Lo peor es que el tiempo pasa, pero la situación no cambia. A medida que pasan los días, la angustia se transforma en desesperación. Las noticias sobre la situación de mi tío se han vuelto cada vez más escasas, y las visitas se sienten cada vez más vacías.
Mi tío trata de mantener el humor. “Hablé con Néstor Soto”, me dijo una vez. “Está chapita, pobre. Dice que no estaba enamorado de Catalina, como todos dicen. Que fue ella la loca, y que la agarró del cuello porque no había otra forma. Que no fue culpa de él”. Muy normal, por suerte…
Pero lo que mi tío no ve es lo que pasa afuera. Cada vez que salimos de la cárcel, mi abuela llora. “No sé si puedo seguir haciendo esto”, dice entre lágrimas. En una llamada, mi abuela le dijo a mi tío que se olvidara de que tenía madre. Mi tío, desesperado, llamó a mi mamá llorando. “No lo decía en serio”, le dijo mi mamá, pero mi tío estaba destrozado.
Y está también el tema de las hijas de mi tío. Él está desesperado por verlas. “Las extraño, quiero verlas”, me dijo en la última visita. Mi mamá le dice que tiene que tener paciencia, pero ella cree que no es lugar para las nenas. Él no entiende todo lo que implica ir a verlo: la fila, los controles, los policías indiferentes. “No puede pedirles eso”, le dice mi mamá a mis abuelos, con una mezcla de tristeza y cansancio en la voz. La hija más grande sabe lo que está pasando, pero la de cuatro años piensa que está en un viaje por trabajo; fue lo primero que le dijeron al no saber cómo manejar la situación.
La situación de mi tío se tornó aún más crítica porque no le permitían tener insulina en la cárcel. Una noche, se descompuso gravemente por la diabetes; hasta los propios presos se asustaron al verlo. Tardaron una eternidad en reaccionar, y cuando finalmente llegaron, los médicos se limitaron a decir: “Es propio de la diabetes.” Pero, ¿cómo podían justificar que no lo dejaran tener la insulina que necesitaba? Esa noche, mi mamá no pudo dormir, atormentada por el miedo de que su hermano no se recuperara. Esa angustia se instaló en nuestra casa, era como una sombra constante que no nos dejaba en paz.

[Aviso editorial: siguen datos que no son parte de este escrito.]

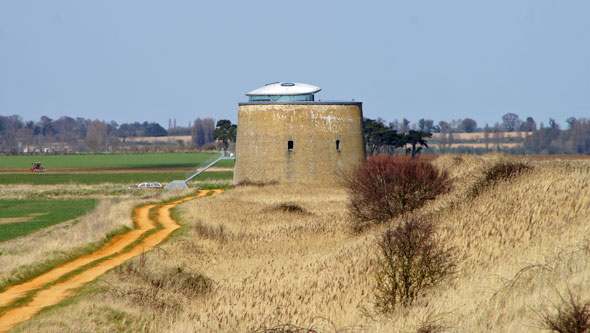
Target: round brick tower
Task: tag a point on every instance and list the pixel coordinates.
(284, 135)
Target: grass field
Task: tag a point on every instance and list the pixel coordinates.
(22, 217)
(48, 178)
(520, 245)
(113, 161)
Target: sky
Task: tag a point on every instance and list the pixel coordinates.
(158, 60)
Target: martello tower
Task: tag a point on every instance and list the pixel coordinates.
(284, 135)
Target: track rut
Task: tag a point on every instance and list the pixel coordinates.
(45, 292)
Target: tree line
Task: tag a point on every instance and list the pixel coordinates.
(384, 137)
(68, 134)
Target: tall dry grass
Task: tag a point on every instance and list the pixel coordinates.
(50, 245)
(520, 244)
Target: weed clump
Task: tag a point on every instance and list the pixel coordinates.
(500, 171)
(411, 260)
(289, 207)
(572, 316)
(387, 186)
(248, 182)
(216, 233)
(285, 328)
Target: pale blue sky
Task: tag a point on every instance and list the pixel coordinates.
(153, 60)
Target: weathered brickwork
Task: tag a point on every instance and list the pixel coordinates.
(264, 132)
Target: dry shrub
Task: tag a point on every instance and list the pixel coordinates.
(572, 316)
(500, 171)
(411, 261)
(289, 207)
(186, 283)
(216, 233)
(248, 182)
(155, 292)
(285, 328)
(386, 186)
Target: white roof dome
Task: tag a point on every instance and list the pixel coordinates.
(284, 88)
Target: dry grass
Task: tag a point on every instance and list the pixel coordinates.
(49, 245)
(520, 244)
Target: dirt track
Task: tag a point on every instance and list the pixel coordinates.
(55, 293)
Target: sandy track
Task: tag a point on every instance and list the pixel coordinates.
(59, 291)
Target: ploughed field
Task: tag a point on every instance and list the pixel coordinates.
(112, 168)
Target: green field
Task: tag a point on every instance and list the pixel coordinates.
(48, 178)
(113, 161)
(53, 212)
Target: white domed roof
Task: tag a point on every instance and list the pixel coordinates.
(284, 88)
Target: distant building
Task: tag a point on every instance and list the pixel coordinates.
(284, 135)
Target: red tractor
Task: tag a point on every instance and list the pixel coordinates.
(37, 167)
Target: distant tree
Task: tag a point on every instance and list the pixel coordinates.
(570, 122)
(202, 131)
(394, 125)
(380, 138)
(468, 125)
(529, 125)
(486, 136)
(404, 126)
(510, 122)
(96, 135)
(225, 132)
(428, 125)
(416, 140)
(154, 129)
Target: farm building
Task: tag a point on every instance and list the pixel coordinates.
(284, 135)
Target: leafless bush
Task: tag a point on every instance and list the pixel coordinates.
(289, 207)
(500, 171)
(411, 261)
(248, 182)
(285, 328)
(217, 233)
(572, 316)
(186, 283)
(387, 186)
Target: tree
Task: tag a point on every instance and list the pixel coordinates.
(510, 122)
(416, 139)
(570, 122)
(411, 260)
(96, 135)
(379, 137)
(387, 186)
(154, 129)
(468, 125)
(202, 131)
(529, 125)
(225, 132)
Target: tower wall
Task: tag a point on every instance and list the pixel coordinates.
(265, 129)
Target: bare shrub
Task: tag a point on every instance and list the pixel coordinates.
(217, 233)
(572, 316)
(285, 328)
(186, 283)
(387, 186)
(289, 207)
(500, 171)
(411, 261)
(248, 182)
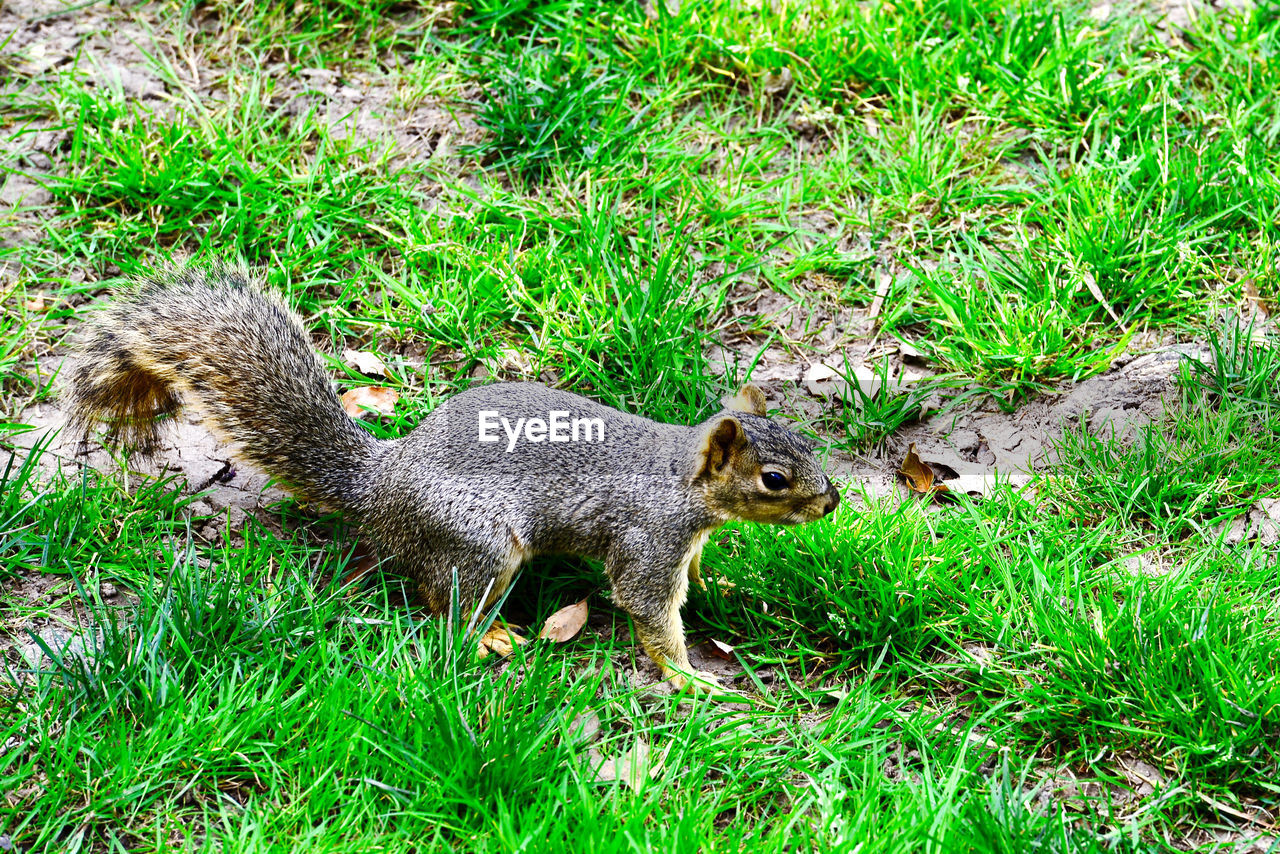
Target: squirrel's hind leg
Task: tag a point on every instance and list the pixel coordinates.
(484, 570)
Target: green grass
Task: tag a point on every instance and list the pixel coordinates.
(621, 192)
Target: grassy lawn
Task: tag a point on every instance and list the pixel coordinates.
(648, 204)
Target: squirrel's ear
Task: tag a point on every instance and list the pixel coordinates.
(723, 441)
(749, 400)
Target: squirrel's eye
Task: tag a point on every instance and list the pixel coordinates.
(773, 480)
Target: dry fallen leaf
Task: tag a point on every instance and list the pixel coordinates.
(630, 766)
(584, 727)
(362, 398)
(565, 624)
(499, 639)
(1096, 292)
(365, 362)
(919, 475)
(721, 649)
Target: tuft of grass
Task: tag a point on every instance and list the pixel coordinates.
(549, 113)
(1205, 465)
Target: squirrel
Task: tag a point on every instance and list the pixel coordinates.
(464, 493)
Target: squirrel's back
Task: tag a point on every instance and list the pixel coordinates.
(208, 338)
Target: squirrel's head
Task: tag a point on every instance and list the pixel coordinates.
(757, 470)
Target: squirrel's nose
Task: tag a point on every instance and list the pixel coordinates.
(832, 498)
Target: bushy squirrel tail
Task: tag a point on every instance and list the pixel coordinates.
(209, 339)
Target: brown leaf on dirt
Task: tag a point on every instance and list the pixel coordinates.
(499, 639)
(630, 766)
(565, 624)
(721, 649)
(918, 474)
(357, 401)
(365, 362)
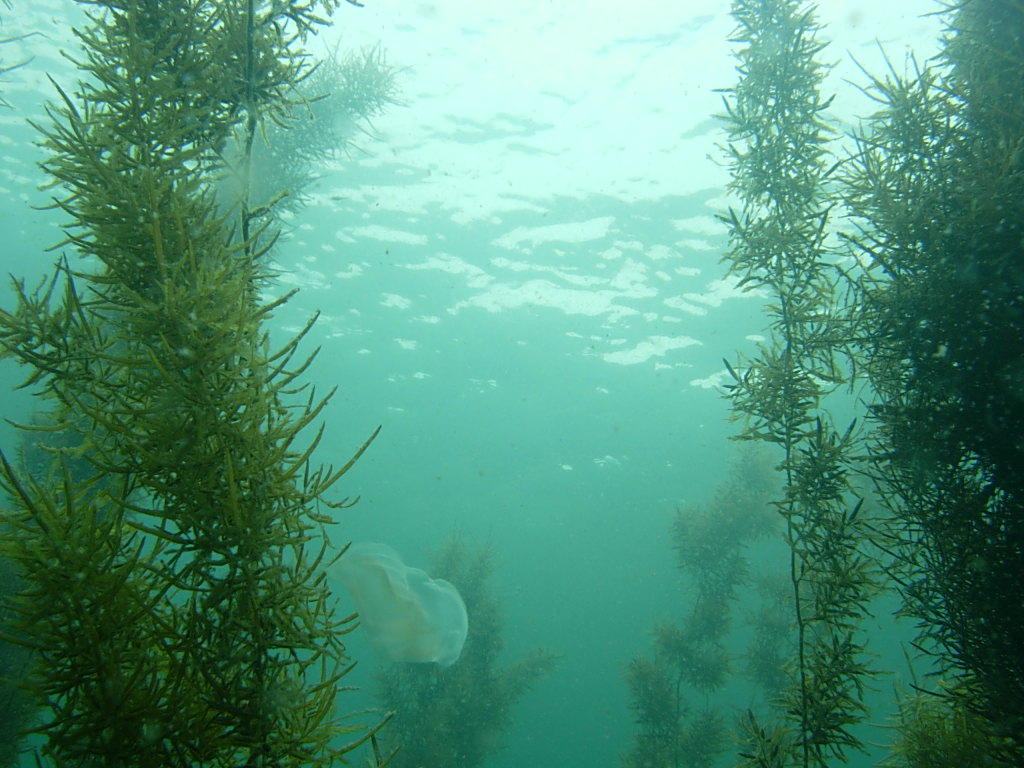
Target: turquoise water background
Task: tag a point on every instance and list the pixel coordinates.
(518, 274)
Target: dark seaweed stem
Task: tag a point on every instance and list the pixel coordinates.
(780, 168)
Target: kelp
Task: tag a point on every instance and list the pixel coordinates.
(173, 552)
(781, 170)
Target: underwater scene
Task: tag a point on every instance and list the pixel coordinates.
(441, 385)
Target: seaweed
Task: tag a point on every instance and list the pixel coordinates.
(173, 548)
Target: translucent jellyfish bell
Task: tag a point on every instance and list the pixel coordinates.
(408, 615)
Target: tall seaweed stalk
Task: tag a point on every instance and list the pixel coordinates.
(176, 599)
(779, 247)
(937, 185)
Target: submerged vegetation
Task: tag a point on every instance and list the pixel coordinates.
(678, 695)
(890, 263)
(170, 534)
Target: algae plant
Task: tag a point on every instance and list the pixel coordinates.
(173, 550)
(892, 270)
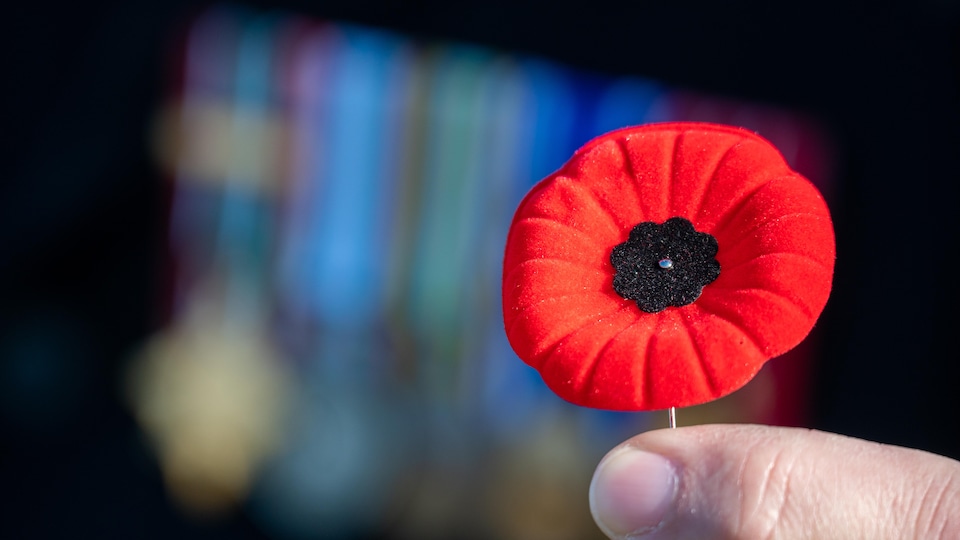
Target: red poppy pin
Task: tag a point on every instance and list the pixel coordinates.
(663, 265)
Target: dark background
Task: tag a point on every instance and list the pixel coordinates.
(81, 211)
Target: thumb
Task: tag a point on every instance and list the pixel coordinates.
(766, 482)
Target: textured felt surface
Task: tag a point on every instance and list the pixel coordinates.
(663, 265)
(596, 348)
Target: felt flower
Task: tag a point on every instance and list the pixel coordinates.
(663, 265)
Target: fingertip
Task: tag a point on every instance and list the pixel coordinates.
(633, 493)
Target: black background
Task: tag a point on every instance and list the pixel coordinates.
(81, 211)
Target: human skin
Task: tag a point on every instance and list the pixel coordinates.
(761, 482)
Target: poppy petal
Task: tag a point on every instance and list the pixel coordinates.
(598, 349)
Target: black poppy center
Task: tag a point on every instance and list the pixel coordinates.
(664, 265)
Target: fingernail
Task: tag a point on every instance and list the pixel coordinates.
(631, 492)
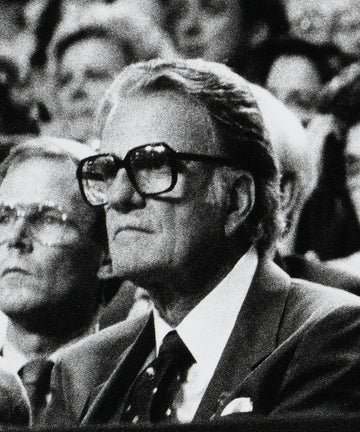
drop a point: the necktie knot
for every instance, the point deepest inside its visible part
(152, 395)
(35, 375)
(174, 349)
(36, 371)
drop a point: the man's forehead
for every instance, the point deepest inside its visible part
(40, 179)
(165, 116)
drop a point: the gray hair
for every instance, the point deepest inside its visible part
(235, 114)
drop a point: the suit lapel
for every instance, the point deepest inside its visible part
(253, 338)
(108, 403)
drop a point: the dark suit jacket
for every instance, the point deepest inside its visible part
(83, 366)
(294, 349)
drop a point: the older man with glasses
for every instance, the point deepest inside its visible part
(51, 248)
(190, 189)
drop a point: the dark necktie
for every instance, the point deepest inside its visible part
(152, 394)
(35, 375)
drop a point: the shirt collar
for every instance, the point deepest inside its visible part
(206, 329)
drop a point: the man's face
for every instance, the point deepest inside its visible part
(39, 278)
(86, 70)
(300, 92)
(171, 233)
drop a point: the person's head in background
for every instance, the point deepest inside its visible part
(341, 98)
(51, 247)
(295, 72)
(223, 30)
(87, 56)
(326, 21)
(297, 162)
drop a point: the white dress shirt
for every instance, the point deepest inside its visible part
(206, 330)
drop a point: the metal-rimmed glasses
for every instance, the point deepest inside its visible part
(45, 223)
(151, 168)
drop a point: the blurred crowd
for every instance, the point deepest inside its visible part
(58, 57)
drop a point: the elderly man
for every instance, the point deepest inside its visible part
(51, 247)
(191, 194)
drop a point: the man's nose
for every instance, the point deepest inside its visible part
(19, 237)
(122, 194)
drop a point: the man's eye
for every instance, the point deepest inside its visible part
(50, 219)
(63, 80)
(4, 218)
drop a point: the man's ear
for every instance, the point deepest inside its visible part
(242, 199)
(288, 195)
(105, 268)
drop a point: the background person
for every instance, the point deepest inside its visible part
(51, 246)
(299, 175)
(335, 203)
(86, 55)
(224, 30)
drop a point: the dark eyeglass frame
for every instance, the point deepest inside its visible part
(173, 157)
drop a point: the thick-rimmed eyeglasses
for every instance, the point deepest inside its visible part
(151, 168)
(46, 223)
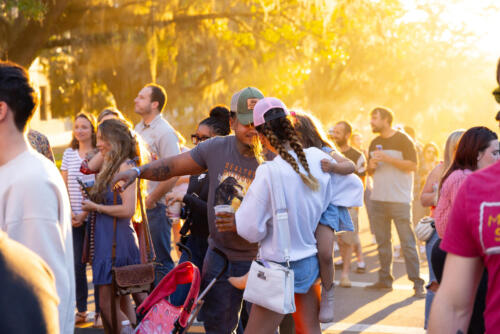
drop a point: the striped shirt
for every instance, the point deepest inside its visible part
(71, 163)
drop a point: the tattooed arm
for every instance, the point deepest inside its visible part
(452, 306)
(160, 170)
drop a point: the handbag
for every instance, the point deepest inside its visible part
(269, 284)
(134, 278)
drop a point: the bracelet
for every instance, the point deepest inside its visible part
(137, 170)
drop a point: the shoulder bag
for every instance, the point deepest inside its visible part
(271, 285)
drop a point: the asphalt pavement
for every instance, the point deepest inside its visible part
(358, 310)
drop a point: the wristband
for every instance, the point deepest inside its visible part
(137, 170)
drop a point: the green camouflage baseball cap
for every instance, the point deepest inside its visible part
(234, 101)
(246, 101)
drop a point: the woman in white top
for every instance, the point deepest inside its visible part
(82, 144)
(308, 192)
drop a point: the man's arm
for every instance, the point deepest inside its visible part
(161, 170)
(161, 189)
(452, 306)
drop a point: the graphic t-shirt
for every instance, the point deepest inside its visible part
(390, 184)
(230, 174)
(359, 160)
(474, 231)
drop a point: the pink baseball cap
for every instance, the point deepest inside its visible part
(267, 109)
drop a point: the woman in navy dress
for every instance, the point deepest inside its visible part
(121, 151)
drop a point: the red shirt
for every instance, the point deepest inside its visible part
(474, 231)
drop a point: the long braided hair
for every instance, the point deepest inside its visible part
(281, 131)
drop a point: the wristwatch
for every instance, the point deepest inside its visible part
(137, 170)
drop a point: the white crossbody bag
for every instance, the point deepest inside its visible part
(270, 284)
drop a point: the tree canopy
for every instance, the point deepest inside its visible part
(335, 58)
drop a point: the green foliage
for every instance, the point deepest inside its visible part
(336, 58)
(32, 9)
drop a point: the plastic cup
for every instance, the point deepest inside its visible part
(223, 208)
(174, 210)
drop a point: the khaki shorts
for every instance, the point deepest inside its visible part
(351, 238)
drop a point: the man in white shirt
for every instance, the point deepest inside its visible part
(162, 142)
(34, 203)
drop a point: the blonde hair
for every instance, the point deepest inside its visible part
(451, 147)
(311, 132)
(280, 131)
(125, 145)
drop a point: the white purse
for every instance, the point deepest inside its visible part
(270, 284)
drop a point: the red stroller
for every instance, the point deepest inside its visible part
(161, 317)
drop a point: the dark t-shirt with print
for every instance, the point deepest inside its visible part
(230, 174)
(390, 184)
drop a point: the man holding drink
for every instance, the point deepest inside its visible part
(231, 164)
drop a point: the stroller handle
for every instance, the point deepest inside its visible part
(183, 248)
(226, 262)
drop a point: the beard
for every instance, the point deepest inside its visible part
(341, 142)
(376, 129)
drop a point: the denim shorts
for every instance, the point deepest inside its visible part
(305, 272)
(337, 218)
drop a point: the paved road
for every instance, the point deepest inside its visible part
(360, 311)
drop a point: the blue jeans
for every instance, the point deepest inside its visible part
(432, 277)
(161, 229)
(223, 303)
(382, 214)
(82, 290)
(198, 246)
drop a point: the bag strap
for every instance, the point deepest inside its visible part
(150, 252)
(113, 247)
(280, 215)
(114, 318)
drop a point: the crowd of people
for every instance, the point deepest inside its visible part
(57, 222)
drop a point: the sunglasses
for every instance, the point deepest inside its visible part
(195, 139)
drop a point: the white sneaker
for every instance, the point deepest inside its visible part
(326, 306)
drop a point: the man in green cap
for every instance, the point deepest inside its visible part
(231, 166)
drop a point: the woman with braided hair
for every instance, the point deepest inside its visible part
(308, 193)
(121, 151)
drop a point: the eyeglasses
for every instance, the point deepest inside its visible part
(195, 139)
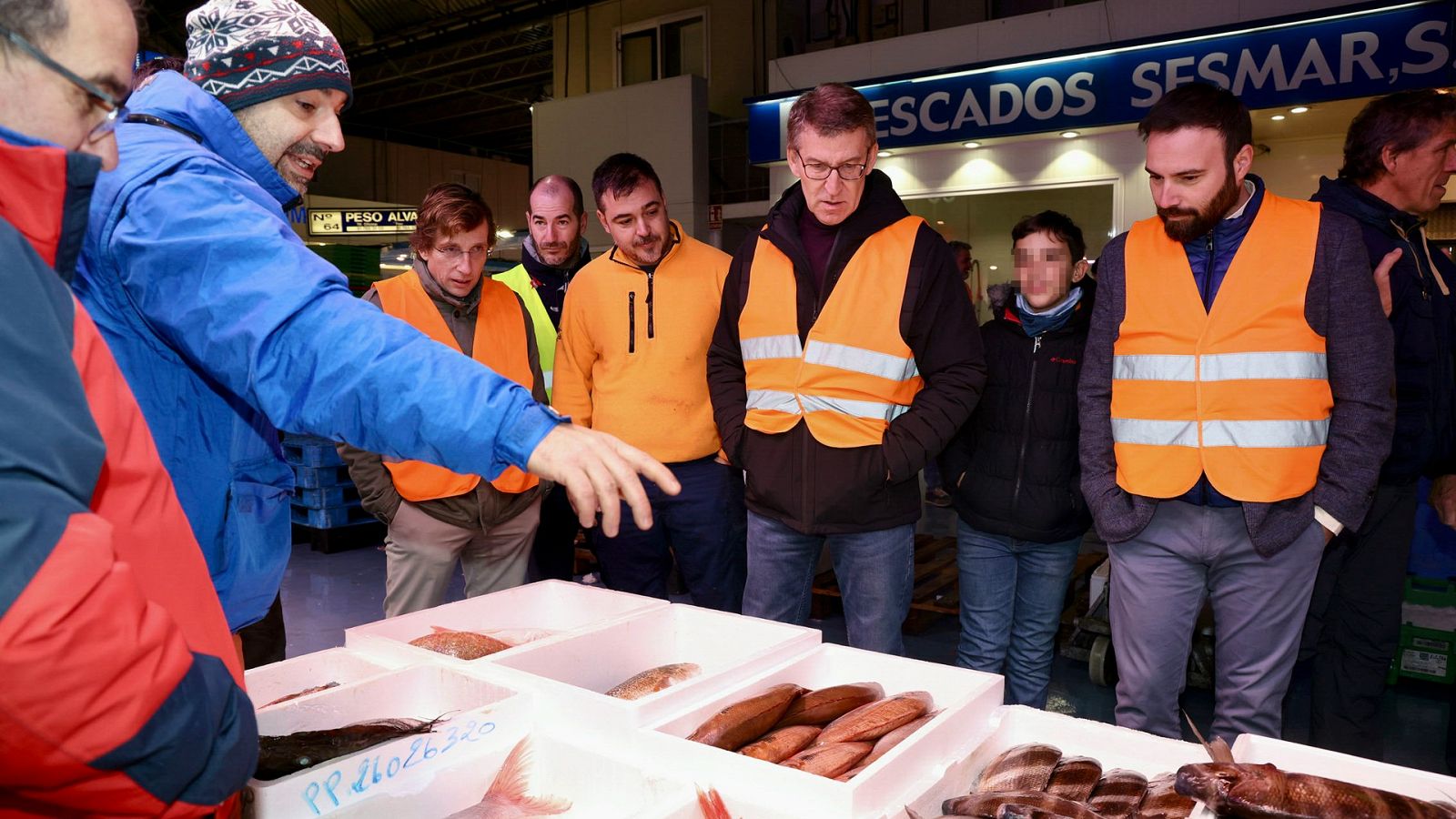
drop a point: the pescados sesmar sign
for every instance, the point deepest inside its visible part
(1337, 55)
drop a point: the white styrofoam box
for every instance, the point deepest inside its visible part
(594, 783)
(480, 717)
(965, 698)
(1018, 724)
(1317, 761)
(278, 680)
(555, 606)
(577, 671)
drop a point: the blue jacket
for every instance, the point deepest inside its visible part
(1210, 257)
(1423, 322)
(229, 329)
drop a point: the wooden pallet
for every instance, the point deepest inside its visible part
(936, 584)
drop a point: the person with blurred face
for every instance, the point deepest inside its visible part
(551, 258)
(1014, 465)
(230, 329)
(846, 356)
(111, 634)
(1400, 155)
(1235, 405)
(439, 518)
(631, 360)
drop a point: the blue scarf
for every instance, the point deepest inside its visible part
(1050, 319)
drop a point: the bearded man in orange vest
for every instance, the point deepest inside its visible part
(437, 516)
(1235, 405)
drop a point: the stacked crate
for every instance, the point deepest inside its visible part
(324, 496)
(1427, 632)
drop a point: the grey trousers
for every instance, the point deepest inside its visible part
(1159, 583)
(421, 554)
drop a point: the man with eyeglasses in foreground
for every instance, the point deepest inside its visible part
(229, 329)
(846, 358)
(436, 516)
(120, 685)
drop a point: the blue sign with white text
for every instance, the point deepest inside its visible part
(1339, 56)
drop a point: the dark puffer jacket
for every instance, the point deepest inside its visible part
(1018, 452)
(1421, 318)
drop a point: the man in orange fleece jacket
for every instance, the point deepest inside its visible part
(632, 360)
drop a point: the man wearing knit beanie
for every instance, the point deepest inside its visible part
(229, 329)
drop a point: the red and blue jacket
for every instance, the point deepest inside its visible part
(120, 687)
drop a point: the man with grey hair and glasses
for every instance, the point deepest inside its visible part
(846, 356)
(120, 683)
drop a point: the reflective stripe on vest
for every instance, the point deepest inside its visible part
(855, 372)
(500, 343)
(1239, 392)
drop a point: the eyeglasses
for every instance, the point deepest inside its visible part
(819, 171)
(114, 108)
(453, 254)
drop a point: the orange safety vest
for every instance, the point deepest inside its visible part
(854, 373)
(1239, 392)
(507, 353)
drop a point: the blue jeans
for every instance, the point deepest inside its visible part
(1011, 603)
(703, 526)
(875, 573)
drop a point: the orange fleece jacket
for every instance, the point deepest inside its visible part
(638, 368)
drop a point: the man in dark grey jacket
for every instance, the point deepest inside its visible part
(1219, 455)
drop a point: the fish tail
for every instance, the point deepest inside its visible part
(510, 785)
(713, 804)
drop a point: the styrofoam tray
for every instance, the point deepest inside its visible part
(278, 680)
(966, 700)
(480, 714)
(597, 784)
(1307, 760)
(1016, 724)
(575, 671)
(553, 606)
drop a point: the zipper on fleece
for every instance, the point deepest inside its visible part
(650, 331)
(1026, 426)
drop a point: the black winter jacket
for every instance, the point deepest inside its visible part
(1012, 470)
(823, 490)
(1421, 318)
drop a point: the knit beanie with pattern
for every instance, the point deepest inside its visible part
(249, 51)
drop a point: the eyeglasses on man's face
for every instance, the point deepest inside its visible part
(455, 252)
(849, 172)
(116, 108)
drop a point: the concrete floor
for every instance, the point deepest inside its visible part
(325, 593)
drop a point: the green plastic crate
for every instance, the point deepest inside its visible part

A veces me pregunto por qué esta situación no despierta más compasión. A diferencia de otros tipos de pérdidas, como la muerte o una enfermedad, perder a un familiar por encarcelamiento no parece causar la misma empatía. La falta de comprensión sobre lo que implica el sistema penitenciario también contribuye a esta carga social. Muchas de nuestras percepciones se basan en estereotipos alimentados por películas y noticias que distorsionan la realidad.
Y en medio de todo esto, la persona que asume el rol de cuidador, que en este caso es mi mamá, enfrenta una carga enorme de responsabilidad y presión. Yo trato de ayudarla en lo que más puedo, pero es muy difícil verla tan mal como está. Cada visita se convierte en un sacrificio, tanto emocional como económico.
Mientras tanto, las semanas siguen pasando. Para él, siete semanas parecen eternas, pero para nosotros, cada día es una lucha: comprar lo que necesita, preparar bandejas de comida, hablar con abogados, lidiar con los policías, con los vecinos que murmuran a nuestras espaldas, con mis abuelos que cada día entienden menos lo que está pasando. Así pasamos el tiempo, tratando de mantenernos unidos a pesar de la distancia, mientras la familia también es condenada por las decisiones de otro. La ausencia se siente en cada rincón, en cada comida compartida, en cada risa que no se escucha. La vida sigue, pero se siente incompleta.
Las visitas a Bouwer se han vuelto parte de nuestra rutina, aunque no queramos admitirlo. Pero cada vez que salimos, mi abuela llora, mi mamá suspira y yo solo trato de mantenerme entera.